How accurate is this Christian claim?  The place to explore this issue is in the Jewish scriptures.  If the Hebrew word alma means virgin then each usage in the Bible must be either a clear reference to a virgin or at least be ambiguous.  The word alma appears in the Jewish scriptures seven times.  If even one reference clearly refers to a woman who is not a virgin, then Matthew’s rendition of Isaiah 7:14 becomes untenable.

One of the places where the uncommon Hebrew word alma appears in the Bible is in Proverbs 30:18-20 which reads,

There are three things which are too wonderful for me, four which I do not understand: the way of an eagle in the sky, the way of a serpent on a rock, the way of a ship in the middle of the sea, and the way of a man with a young woman [b’alma].  This is the way of an adulterous woman: she eats and wipes her mouth, and says, “I have done no wrong.”

In the above three verses, King Solomon compares a man with an alma to three other things: an eagle in the sky, a serpent on a rock, and a ship in the sea.  What do these three things all have in common?  They leave no trace.  After the eagle has flown across the sky, determining that the eagle had ever flown there is impossible.  Once a snake has slithered over a rock, there is no way to discern that the snake had ever crossed there (as opposed to a snake slithering over sand or grass, where it leaves a trail).  After a ship has moved across the sea, the water comes together behind it and there is no way to tell that a ship had ever passed through there.  Similarly, King Solomon informs us that once a man has been with an alma there is also no trace of the fornication that had occurred between them.  Therefore, in the following verse (verse 20) King Solomon explains that once this adulterous woman has eaten (a metaphor for her fornication), she removes the trace of her sexual activity by exclaiming, “I have done no wrong.”  The word alma clearly does not mean virgin.

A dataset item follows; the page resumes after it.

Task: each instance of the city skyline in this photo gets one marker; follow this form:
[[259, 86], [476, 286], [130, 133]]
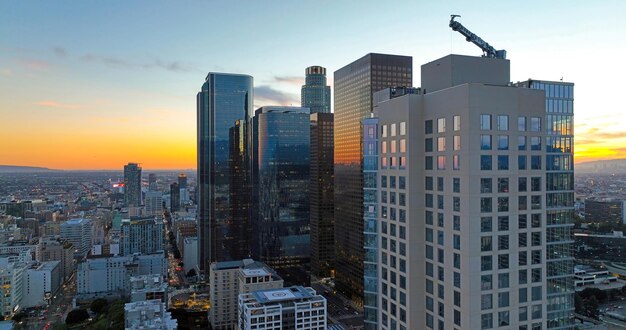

In the same way that in the English language the words “young woman” have no bearing on whether virginity is present or not, in the Hebrew language there is no relationship between the words alma and virgin.  On the contrary, it is usually a young woman who bears children.  Had Isaiah wished to speak about a virgin birth, he would have used the word betulah1 not alma.  Betulah is a common word in the Jewish scriptures, and can only mean “virgin.”

Sincerely yours,

Rabbi Tovia Singer
Footnote:

1 In fact, although Isaiah used the Hebrew word alma only one time in his entire corpus (7:14), the prophet uses this word virgin (betulah) five times throughout the book of Isaiah (23:4; 23:12; 37:22; 47:1; 62:5).